We have responded to this consultation, although it is a sham.
You can download our response here.
The points on which the Bank of England has chosen to consult are narrow, and avoid the most important questions about the ‘digital pound’, which can only be referred to tangentially in a response.
This is because the Bank of England views this matter as reserved to itself, and it is enjoying its total autonomy from political control, established when Rishi Sunak and Jeremy Hunt exculpated the Bank from blame for the financial turmoil of September 2022. Two factors were equally at play in that turmoil: the Bank’s failure to raise interest rates in line with the Federal Reserve and the Bank’s myopia to the risks residing in Liability-Driven Investments (aka naked gambling on interest rates) held by UK pension funds.
The Bank’s narrative was that the Mini-Budget unveiled by Kwasi Kwarteng and with the support of Liz Truss was solely to blame. That narrative propelled Sunak and Hunt into office, and, as a quid pro quo, the Bank has been permitted to make a one-way declaration of independence: independence from the citizenry and their elected representatives when the Bank views a matter as solely within its discretion, but not independent when the Bank wants to present its bill (up to £200 billion) to the citizens for its mistakes in its Quantitative Easing programme.
The Bank is genuinely not interested in the views of citizens and the businesses that citizens run, regarding a matter that will profoundly rebalance the relationship between the citizen and the authorities that supposedly act at citizens’ behest – to the citizen’s detriment. The voice of the citizen needs therefore to be muzzled in substance, though not ostensibly in form.
A ‘sham’ consultation is the vehicle for that manoeuvre and is in itself indicative of the proposed increase in the power of the governing.
The fundamental shift in the relationship between the governing and the governed is that all financial transactions will be visible and on-the-ledger. There can be no financial privacy once that has occurred.
The ‘sham consultation’ approach falls far short of the necessary scope and level-of-seriousness appropriate to this matter.
The consultation even whitewashes the evidence it has itself collected, in the form of the YouGov surveys. These showed payment habits, desires and preferences to which the digital pound does not respond, so they are airbrushed down to a minimum.

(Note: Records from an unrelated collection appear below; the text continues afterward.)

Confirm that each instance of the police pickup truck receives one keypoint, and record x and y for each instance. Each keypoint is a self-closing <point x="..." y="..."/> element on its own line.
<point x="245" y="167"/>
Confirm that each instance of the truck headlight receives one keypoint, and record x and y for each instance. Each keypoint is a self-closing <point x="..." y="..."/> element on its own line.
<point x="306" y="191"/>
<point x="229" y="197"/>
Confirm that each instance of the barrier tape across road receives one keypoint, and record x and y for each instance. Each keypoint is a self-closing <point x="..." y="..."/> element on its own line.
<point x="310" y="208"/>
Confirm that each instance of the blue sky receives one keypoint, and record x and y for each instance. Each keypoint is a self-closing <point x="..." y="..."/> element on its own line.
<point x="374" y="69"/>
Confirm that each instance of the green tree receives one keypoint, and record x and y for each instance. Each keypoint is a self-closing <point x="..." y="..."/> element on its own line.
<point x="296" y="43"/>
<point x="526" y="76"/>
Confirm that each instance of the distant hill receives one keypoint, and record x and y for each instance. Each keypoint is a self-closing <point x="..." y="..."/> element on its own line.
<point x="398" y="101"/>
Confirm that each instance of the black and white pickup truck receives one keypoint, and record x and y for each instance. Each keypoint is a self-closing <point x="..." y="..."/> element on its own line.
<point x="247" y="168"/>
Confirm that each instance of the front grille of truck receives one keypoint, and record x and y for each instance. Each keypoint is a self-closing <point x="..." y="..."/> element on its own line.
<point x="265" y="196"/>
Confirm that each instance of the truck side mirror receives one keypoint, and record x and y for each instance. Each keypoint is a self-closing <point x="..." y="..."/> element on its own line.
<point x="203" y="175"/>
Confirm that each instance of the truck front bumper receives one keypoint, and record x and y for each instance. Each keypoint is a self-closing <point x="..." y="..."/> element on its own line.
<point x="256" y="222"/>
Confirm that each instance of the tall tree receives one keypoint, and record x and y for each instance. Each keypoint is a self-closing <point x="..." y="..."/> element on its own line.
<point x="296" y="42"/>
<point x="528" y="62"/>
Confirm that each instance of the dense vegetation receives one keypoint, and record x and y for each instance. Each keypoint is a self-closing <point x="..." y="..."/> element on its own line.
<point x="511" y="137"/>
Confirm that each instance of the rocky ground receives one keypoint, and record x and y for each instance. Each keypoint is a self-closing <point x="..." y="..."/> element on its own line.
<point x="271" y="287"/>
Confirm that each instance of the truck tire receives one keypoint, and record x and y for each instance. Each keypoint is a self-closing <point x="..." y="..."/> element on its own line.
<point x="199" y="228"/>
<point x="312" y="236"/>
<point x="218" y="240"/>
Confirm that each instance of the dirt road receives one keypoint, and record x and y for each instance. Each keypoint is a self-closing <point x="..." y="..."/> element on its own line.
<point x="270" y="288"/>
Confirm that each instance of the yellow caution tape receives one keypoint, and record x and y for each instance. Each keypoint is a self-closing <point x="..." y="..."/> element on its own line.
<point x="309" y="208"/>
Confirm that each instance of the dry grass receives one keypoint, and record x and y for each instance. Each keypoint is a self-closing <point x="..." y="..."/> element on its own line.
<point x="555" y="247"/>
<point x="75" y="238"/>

As we have proved in our examination of those surveys, there was huge support for physical cash, branch networks are very important to citizens and businesses, and the usage of digital services has hardly changed for years: looking at a bank account online.
What has changed is the fear of Authorized Push Payment Fraud – a detriment that the authorities and the payment industry have failed to eradicate – and that taking payment by card is not businesses’ favoured method of receiving payments, because they receive far less than the face value of the sale.

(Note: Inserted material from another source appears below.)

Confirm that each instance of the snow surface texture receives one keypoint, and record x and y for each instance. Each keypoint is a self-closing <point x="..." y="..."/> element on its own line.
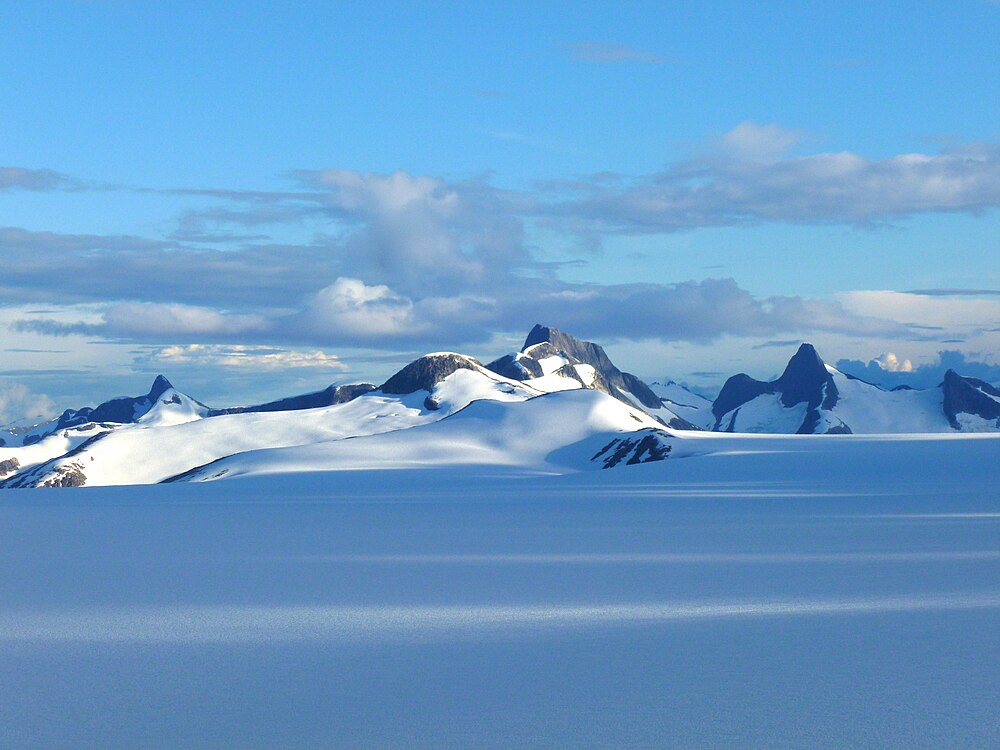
<point x="794" y="591"/>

The Bank of England’s plan for the ‘digital plan’ will allow the same intermediaries that gouge so much from card payments to do the same on payments currently made in physical cash.
The Bank of England’s contention that physical cash will be unaffected has to be taken with a pinch of salt. The same amount issued as ‘digital pounds’ must be withdrawn from circulation as physical pounds or ‘scriptural money’ (customers’ account balances with banks, building societies and so on), or the Money Supply increases, which causes inflation.